Kirkus Reviews QR Code
THE ALEX CROW by Andrew Smith Kirkus Star

THE ALEX CROW

by Andrew Smith

Pub Date: March 5th, 2015
ISBN: 978-0-525-42653-0
Publisher: Dutton

Three stories wind round one another in unexpected ways in this science-fiction offering peppered with recurring symbols.

Fifteen-year-old Ariel Burgess survived a nightmarish attack on his home village by hiding in a refrigerator. He was taken in by a family in Virginia, and to his chagrin, he has now been packed off along with his adoptive brother, Max, to stay at Camp Merrie-Seymour for Boys, a free perk his family receives for the work done by their inventor father for a research group. A multitude of strange and grimly funny characters populates the camp, including Mrs.

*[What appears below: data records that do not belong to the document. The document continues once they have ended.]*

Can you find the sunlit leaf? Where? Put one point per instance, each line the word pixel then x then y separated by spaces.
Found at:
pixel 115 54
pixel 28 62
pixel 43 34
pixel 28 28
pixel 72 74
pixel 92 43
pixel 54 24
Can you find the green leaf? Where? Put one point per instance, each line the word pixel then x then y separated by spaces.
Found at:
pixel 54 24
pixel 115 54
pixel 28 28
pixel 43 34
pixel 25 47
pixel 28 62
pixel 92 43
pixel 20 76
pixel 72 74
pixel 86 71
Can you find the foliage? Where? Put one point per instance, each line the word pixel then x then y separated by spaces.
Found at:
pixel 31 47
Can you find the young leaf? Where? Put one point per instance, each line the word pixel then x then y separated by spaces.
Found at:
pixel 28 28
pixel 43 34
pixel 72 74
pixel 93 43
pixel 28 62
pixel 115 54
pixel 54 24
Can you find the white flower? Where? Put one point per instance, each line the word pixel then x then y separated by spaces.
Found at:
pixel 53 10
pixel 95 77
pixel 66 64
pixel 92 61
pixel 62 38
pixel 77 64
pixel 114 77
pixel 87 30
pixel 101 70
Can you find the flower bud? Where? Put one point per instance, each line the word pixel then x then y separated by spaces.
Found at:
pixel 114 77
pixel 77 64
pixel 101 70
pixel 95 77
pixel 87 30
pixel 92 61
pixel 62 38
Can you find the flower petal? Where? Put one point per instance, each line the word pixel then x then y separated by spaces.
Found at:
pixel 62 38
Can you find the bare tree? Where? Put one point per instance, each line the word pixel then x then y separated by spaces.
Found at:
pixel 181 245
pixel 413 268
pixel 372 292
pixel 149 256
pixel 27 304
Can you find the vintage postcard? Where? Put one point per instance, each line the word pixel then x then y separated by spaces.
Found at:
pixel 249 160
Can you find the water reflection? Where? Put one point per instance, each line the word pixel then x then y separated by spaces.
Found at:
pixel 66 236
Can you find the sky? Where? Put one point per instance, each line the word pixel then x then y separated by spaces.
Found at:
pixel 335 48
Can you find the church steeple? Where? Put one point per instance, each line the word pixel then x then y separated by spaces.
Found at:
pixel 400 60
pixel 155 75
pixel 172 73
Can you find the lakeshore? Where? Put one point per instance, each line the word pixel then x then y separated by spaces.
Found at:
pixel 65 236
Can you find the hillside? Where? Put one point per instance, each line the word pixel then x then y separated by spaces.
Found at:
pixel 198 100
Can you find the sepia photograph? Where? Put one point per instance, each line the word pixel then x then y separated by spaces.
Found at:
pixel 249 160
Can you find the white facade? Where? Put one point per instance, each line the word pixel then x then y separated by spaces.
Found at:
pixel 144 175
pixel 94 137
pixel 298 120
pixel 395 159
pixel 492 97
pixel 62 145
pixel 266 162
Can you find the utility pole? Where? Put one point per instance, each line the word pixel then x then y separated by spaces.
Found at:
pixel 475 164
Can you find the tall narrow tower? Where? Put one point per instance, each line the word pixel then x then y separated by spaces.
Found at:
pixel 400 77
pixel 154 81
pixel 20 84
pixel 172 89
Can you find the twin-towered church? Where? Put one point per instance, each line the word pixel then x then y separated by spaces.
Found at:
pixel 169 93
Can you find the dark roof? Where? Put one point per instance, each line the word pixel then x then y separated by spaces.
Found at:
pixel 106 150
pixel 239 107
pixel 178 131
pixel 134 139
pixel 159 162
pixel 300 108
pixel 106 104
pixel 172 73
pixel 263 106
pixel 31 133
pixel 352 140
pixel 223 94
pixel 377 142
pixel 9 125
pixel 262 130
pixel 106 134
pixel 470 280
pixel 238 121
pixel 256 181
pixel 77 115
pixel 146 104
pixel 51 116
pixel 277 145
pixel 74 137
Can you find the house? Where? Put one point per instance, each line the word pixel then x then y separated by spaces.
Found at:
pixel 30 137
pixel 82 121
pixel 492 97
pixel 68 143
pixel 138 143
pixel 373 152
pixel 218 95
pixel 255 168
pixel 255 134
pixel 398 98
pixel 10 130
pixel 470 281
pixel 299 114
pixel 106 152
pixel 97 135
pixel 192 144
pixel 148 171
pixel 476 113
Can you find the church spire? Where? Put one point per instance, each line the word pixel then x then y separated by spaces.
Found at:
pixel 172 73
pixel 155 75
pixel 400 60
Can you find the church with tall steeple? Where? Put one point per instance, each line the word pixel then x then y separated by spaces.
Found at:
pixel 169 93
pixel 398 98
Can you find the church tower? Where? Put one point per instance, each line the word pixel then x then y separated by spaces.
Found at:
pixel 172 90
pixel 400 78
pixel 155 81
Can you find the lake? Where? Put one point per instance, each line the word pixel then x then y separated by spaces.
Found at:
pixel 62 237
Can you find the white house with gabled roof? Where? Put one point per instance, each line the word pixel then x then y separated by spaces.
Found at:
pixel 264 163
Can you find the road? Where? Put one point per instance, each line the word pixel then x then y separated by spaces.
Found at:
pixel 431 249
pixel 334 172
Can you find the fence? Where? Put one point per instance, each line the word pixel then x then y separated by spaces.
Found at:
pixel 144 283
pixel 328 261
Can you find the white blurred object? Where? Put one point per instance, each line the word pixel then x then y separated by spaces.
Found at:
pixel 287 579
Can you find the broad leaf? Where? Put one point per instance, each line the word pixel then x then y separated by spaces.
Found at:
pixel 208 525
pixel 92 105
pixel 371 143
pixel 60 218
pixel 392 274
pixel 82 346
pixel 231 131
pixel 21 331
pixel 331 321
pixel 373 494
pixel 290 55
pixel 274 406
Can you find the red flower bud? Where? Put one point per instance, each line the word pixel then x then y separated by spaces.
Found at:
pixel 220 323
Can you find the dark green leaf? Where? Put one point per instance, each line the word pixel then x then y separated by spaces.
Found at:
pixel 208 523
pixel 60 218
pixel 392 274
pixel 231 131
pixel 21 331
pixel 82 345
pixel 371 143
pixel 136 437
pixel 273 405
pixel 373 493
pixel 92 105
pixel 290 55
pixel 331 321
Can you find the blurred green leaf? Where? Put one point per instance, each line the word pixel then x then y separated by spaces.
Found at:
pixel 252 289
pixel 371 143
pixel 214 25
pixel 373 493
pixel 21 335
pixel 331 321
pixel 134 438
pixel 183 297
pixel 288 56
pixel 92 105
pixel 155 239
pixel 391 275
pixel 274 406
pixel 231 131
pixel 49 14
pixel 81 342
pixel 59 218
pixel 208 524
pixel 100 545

Nussbaum, a prim therapist whose forced cheer is at one point hilariously described as being “about one-half-octave above ‘drunkenly enthusiastic’ and just below the sound baby dolphins make” and who offers the first hint that all may not be as it seems. Two other narrative threads—one involving a ship called the Alex Crow stuck in the ice during the 1800s and the other detailing the madness of a character called the “melting man,” who hears various voices urging him to commit acts of violence—are juxtaposed against Ariel and Max’s story, smartly weaving their ways into it right up to the surprising conclusion.

Magnificently bizarre, irreverent and bitingly witty, this outlandish novel is grounded by likable characters and their raw experiences.